Multi-Page Folded Handwritten Letters
- Nineteenth-century letters were often written on folded stationary and when the document is unfolded, it is sometimes difficult to determine the proper sequence of the pages. Usually you can tell by the salutation (Dear…) or the date of the letter, which often is written on the first page. Regardless, do you best to scan the letter in reading order if possible. If it is difficult to determine the reading sequence, simply scan in physical order by first scanning the top page as one image, then open the document and capture the next two pages (or more) “open face,” and finish with one shot of the back or last page. Consult with the processing archivist for help in determining the best scanning sequence.
Glued Items on Letters or Other Material
- You will occasionally find letters or other documents that have other documents or pieces of paper glued to them, and you can’t see the writing underneath the glued piece. Usually, this is a form of editing. Leave the glued piece as is and simply scan.
Fragile Documents and Bound Volumes
- As mentioned above, scanning historical archival and manuscript collections is very different than scanning contemporary material.Your first concern is to handle the materials with care and maintain the order of the collection. Speed, while important, is not our only objective. If you handle materials that are brittle and breaking, please be extra careful not to further damage the documents. Be particularly careful with bound volumes– rare and fragile bound volumes should be scanned with the book cradle and never flattened with force. Documents should never be creased or forced with your hand or other device in order to get a better scanned image.
- If at any time you feel uncomfortable handling an item or are concerned about getting a good image, please consult with the archivist, digital assets manager, or one of the supervisors.
Flagging Items for Conservation
- If you find items within the collections that you feel are in URGENT or CRITICAL need of conservation, please bring this to the attention of the archivist or a supervisor, and report it in your post-scanning worksheet.
Mylar Encased Documents
- You may encounter mylar encased documents within collections. If possible, try to capture the image with the mylar. If this is not possible and there is too much glare, carefully remove the mylar.
Matted Documents and Photographs
- You will encounter professionally matted and mounted documents and photographs. As many of the mats were done as part of a conservation project, do not remove the mat. In most cases, you will have to scan the front of the photograph with the mat attached.

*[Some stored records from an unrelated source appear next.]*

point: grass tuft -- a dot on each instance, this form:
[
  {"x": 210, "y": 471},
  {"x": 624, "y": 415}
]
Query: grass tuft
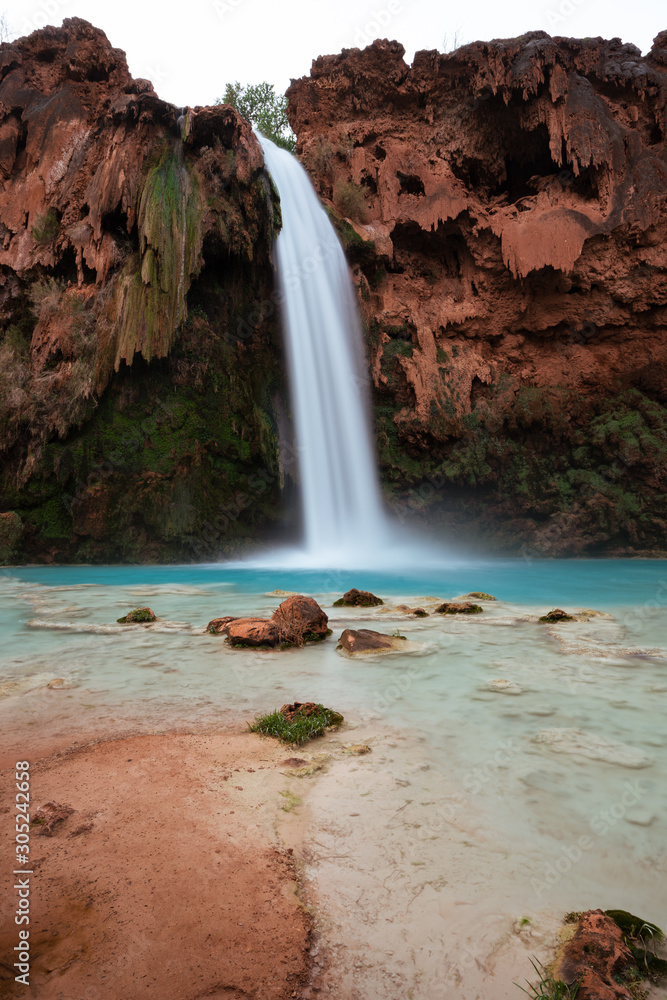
[
  {"x": 548, "y": 987},
  {"x": 300, "y": 729}
]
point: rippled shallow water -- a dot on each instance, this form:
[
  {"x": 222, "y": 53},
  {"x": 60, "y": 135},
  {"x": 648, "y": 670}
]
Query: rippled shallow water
[{"x": 525, "y": 737}]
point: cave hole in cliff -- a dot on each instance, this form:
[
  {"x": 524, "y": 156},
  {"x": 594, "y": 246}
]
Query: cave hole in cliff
[
  {"x": 410, "y": 184},
  {"x": 65, "y": 268},
  {"x": 115, "y": 223},
  {"x": 47, "y": 54},
  {"x": 655, "y": 136},
  {"x": 472, "y": 171},
  {"x": 530, "y": 157},
  {"x": 220, "y": 293},
  {"x": 479, "y": 391},
  {"x": 370, "y": 183},
  {"x": 430, "y": 254}
]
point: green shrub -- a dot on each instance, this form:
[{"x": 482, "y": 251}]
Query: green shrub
[
  {"x": 300, "y": 729},
  {"x": 46, "y": 228}
]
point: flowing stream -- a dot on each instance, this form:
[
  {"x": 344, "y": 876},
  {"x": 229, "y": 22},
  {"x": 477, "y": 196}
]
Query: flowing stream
[{"x": 342, "y": 509}]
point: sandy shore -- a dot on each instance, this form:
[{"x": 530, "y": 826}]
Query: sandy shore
[{"x": 168, "y": 880}]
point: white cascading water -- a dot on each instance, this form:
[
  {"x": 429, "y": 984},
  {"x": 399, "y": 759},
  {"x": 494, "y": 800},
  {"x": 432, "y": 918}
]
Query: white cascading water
[{"x": 344, "y": 519}]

However, be sure to check if the mat covers important notations or titles and be creative in trying to move the mat out of the way to capture all of the photograph, including the reverse if it includes any written information.
- Always scan the verso of un-matted photographs if there is any writing at all, even if all versos contain the same information. Do not scan blank versos of photographs.
- Do not scan more than one photograph in each shot.
- Most of the Processing Archivists interleave acidic or fragile materials with blank acid free paper for preservation reasons. Sometimes this is done after scanning, but often you will be scanning collections that have a significant amount of interleaving. Please do not scan the blank paper and be very careful to put the interleaving materials neatly back in the proper place.
- Do not scan blank pages, documents, or interleaving papers. Do not scan the reverse of documents or photograph with no handwriting. DO scan any document, page, or reverse if there is handwriting or printing with content.
Negatives, Slides, and Transparencies
- Generally, we do not scan negatives, slides, or transparencies as part of the Fully Digitized Collections. If the processing archivist desires these photographic materials scanned, notify the digital assets manager.
- Documents measuring 9.5 x 15 inches or less should be scanned at 600 ppi. Documents measuring between 9.5 x 15 inches to 18.5 x 27.5 inches should be scanned at 300 ppi.